Он дает, наконец, ужасный по своей беспощадности портрет русского «экономиста»:
«Дряблый и шаткий в вопросах теоретических, с узким кругозором, ссылающийся на стихийность массы в оправдание своей вялости, более похожий на секретаря тред-юниона, чем на народного трибуна, не умеющий выдвинуть широкого и смелого плана, который бы внушил уважение и противникам, неопытный и неловкий в своем профессиональном искусстве, — борьбе с политической полицией, — помилуйте! это — не революционер, а какой-то жалкий кустарь»[71].
Читаешь эти страстные бичевания — и в памяти невольно встает латинская классика, речи Цицерона против Катилины — по их построению, гневу, ледяному огню. Но Ильич — это Ильич, он не менее беспощаден к себе самому.
Выше я назвала произведения Ленина этих лет, 1901–1903, особенно интересными для чтения. Они особенно интересны потому, что Ленин, страстный полемист — в противоположность многим другим писателям-полемистам и даже в противоположность жанру литературной полемики, — с величайшей редкостью, почти в единичных случаях допускал то, что мы называем «л и ч н ы м и м о м е н т а м и», — ссылку на какой-нибудь случай из собственной жизни, пример личного опыта, противопоставление себя: «а вот у меня», «а я в таких случаях», «мне приходилось» и т. д. Искать что-нибудь личное у Ленина — все равно, что искать иголку в стоге сена. По его книгам нельзя составить не только биографии, но даже хотя бы странички из его биографии.

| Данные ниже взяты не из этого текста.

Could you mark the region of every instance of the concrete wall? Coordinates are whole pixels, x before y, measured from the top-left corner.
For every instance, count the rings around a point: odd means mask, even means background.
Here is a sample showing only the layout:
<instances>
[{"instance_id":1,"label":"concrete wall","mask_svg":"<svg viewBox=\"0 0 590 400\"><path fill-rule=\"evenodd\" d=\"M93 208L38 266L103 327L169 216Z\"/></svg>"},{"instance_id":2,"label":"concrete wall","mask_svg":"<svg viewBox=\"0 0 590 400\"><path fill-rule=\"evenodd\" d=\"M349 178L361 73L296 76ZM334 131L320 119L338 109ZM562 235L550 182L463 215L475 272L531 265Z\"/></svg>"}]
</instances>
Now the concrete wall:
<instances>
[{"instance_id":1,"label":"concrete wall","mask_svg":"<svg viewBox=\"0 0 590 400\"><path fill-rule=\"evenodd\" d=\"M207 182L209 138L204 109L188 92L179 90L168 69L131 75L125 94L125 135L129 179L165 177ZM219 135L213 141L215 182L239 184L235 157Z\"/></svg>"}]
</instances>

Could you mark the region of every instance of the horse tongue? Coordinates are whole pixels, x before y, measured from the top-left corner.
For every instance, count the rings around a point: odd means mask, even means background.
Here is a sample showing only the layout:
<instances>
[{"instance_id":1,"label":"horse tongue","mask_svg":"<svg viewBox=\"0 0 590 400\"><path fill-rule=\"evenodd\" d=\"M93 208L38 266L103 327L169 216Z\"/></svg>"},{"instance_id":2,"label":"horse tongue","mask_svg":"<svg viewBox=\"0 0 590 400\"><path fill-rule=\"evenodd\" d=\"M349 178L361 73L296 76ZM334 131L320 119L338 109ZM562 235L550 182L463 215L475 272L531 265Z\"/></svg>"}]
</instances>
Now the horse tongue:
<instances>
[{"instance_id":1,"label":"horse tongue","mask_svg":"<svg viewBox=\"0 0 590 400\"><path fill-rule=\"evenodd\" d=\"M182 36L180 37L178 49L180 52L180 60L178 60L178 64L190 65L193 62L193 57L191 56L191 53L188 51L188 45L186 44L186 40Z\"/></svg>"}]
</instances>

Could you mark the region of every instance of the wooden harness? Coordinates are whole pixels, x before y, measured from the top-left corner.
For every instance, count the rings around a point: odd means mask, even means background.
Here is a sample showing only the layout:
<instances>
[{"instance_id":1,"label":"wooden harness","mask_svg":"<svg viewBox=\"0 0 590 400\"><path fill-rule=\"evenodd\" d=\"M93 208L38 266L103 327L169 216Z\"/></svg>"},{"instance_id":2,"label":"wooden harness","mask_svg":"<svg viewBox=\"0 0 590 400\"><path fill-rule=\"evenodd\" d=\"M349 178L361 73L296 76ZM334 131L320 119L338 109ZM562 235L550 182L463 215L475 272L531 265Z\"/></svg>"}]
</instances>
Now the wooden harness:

Однако в годы 1901–1903 эта поразительная скупость на все личное вдруг п о к и д а е т Ленина.
Тотчас же после грозного обвинения в адрес «экономистов» он обращает это обвинение против себя: «Пусть не обижается на меня за это резкое слово ни один практик, ибо, поскольку речь идет о неподготовленности, я отношу его прежде всего к самому себе»[72]. И дальше буквально пронзает читателя место, совсем непохожее на обычные страницы Ленина, место, содержащее внезапный, полностью открытый перед нами «личный момент», не защищенное ничем окно во внутренний мир Ильича:
«Я работал в кружке[73], который ставил себе очень широкие, всеобъемлющие задачи, — и всем нам, членам этого кружка, приходилось мучительно, до боли страдать от сознания того, что мы оказываемся кустарями в такой исторический момент, когда можно было бы, видоизменяя известное изречение, сказать: дайте нам организацию революционеров — и мы перевернем Россию! И чем чаще мне с тех пор приходилось вспоминать о том жгучем чувстве стыда, которое я тогда испытывал, тем больше у меня накоплялось горечи против тех лжесоциал-демократов, которые своей проповедью «позорят революционера сан», которые не понимают того, что наша задача — не защищать принижение революционера до кустаря, а п о д н и м а т ь кустарей до революционеров»[74].
В разгаре борьбы на все четыре стороны он, как мы видим, не щадит и себя, не ищет смягчающих выражений, беспощаден, свиреп на слова, бьет наотмашь. Не менее беспощаден он и к «сползающим» теоретикам — будущим меньшевикам. Плеханов в те годы — еще огромный авторитет для него, учитель. Но вот перед нами первый проект Программы партии, предложенный Плехановым. Слева — двенадцать параграфов этого проекта, справа — замечания Ленина. Только два из двенадцати, очень коротеньких — седьмой в семь строк, десятый в пять строк, — остались у Ленина без критики; зато к первому параграфу Ленин делает пять замечаний, ко второму — пять, к третьему — три, к четвертому — два, к пятому — пять, к шестому — четыре, к восьмому — два, к девятому — одно (но какое!), к одиннадцатому — три, к двенадцатому — пять, — итого тридцать пять замечаний. В них поражают своей резкостью такие выражения: «весьма непопулярно, абстрактно», «к чему повторение?», «слишком узко», «надо назвать прямее. Непопулярно», — а всю десятую страницу параграфа девятого Ленин убил единственным словечком «nil» («nihil») — ничто, пустышка[75]. Можно себе представить, как обиделся Плеханов!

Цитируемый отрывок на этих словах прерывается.